Once in about every thousand years, volcanic eruptions create concentrations of atmospheric dust so high that the sky becomes too dark for grass pokemon and plants to grow. For humans and pokemon higher up the food chain, these years have meant starvation, especially in marginal areas such as deserts where plant life hangs in the first place by a thread.
The lone exception to these disasters are the Skorupi, who can spend an entire year in barren deserts without any need for food. When the dust dissipates and spring comes again, plant life will grow back from their seeds and roots, but most of their predators will not. In these years, Skorupi are as common in the desert as Bidoof are in Sinnoh's grass, free from predation and able to poison Cacnea with ease.
It is this resilience which has kept the Skorupi unchanged since the Permian era in a variety of marginal habitats, of which deserts are the most recent, and allowed them to survive countless mass extinctions.
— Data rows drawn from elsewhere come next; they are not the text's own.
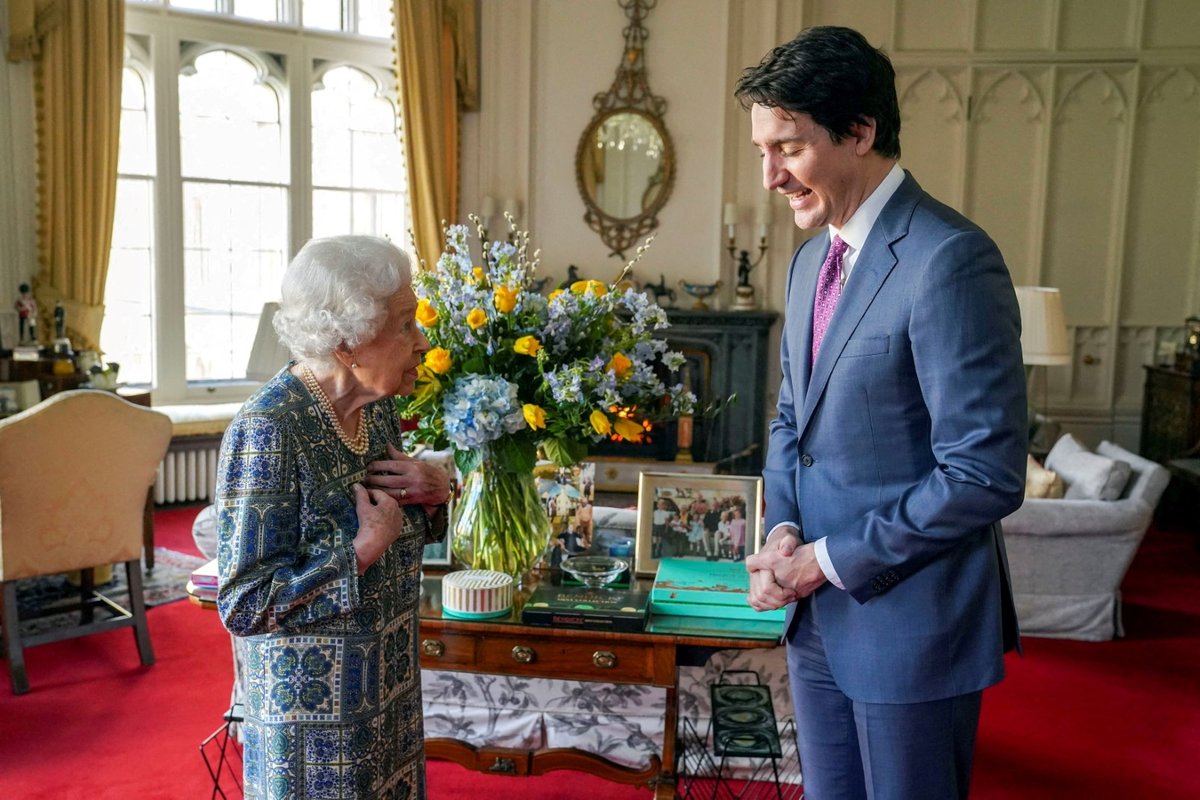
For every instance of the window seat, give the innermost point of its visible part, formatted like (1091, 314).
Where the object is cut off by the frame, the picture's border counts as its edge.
(199, 419)
(189, 471)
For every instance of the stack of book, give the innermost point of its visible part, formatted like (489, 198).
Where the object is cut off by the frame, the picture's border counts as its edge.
(613, 609)
(700, 588)
(203, 584)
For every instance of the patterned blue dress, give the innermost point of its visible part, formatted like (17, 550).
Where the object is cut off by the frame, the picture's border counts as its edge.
(333, 696)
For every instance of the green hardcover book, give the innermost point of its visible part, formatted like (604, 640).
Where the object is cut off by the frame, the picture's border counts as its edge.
(612, 609)
(700, 588)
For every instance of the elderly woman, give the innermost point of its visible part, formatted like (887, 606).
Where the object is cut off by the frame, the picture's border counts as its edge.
(322, 524)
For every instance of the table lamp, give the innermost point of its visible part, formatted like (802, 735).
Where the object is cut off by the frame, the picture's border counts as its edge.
(1043, 334)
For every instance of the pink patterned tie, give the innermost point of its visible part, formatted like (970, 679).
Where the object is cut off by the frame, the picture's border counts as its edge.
(828, 292)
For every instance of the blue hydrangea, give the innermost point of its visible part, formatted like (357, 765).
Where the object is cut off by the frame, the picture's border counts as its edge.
(479, 409)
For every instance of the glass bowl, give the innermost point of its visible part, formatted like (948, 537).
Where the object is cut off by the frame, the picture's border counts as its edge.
(594, 571)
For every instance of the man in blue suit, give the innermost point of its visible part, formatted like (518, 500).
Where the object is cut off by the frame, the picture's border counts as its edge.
(899, 443)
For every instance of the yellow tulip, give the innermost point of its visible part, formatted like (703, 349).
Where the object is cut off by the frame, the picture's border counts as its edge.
(600, 422)
(504, 299)
(527, 346)
(619, 365)
(630, 429)
(534, 415)
(594, 287)
(438, 360)
(426, 314)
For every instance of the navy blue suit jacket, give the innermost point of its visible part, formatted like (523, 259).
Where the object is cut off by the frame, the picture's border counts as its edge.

They will endure long beyond most wild pokemon, no matter how much man destroys with pollution or industry. Pollution has only an indirect effect on these poison-types; it can wipe out their food, but all it does to the Skorupi themselves is make their venom more potent. If their current food supply, the (in no way endangered) Cacnea, were to be driven to extinction, it would kill very few Skorupi.
The rest would leave the desert – for even small bug pokemon can travel a great distance in a year – and search for something to feed on, for Skorupi are omnivores and not remotely picky. And these pokemon would surely find prey that survived whatever caused Cacnea's destruction, as they have throughout the horrors of eons.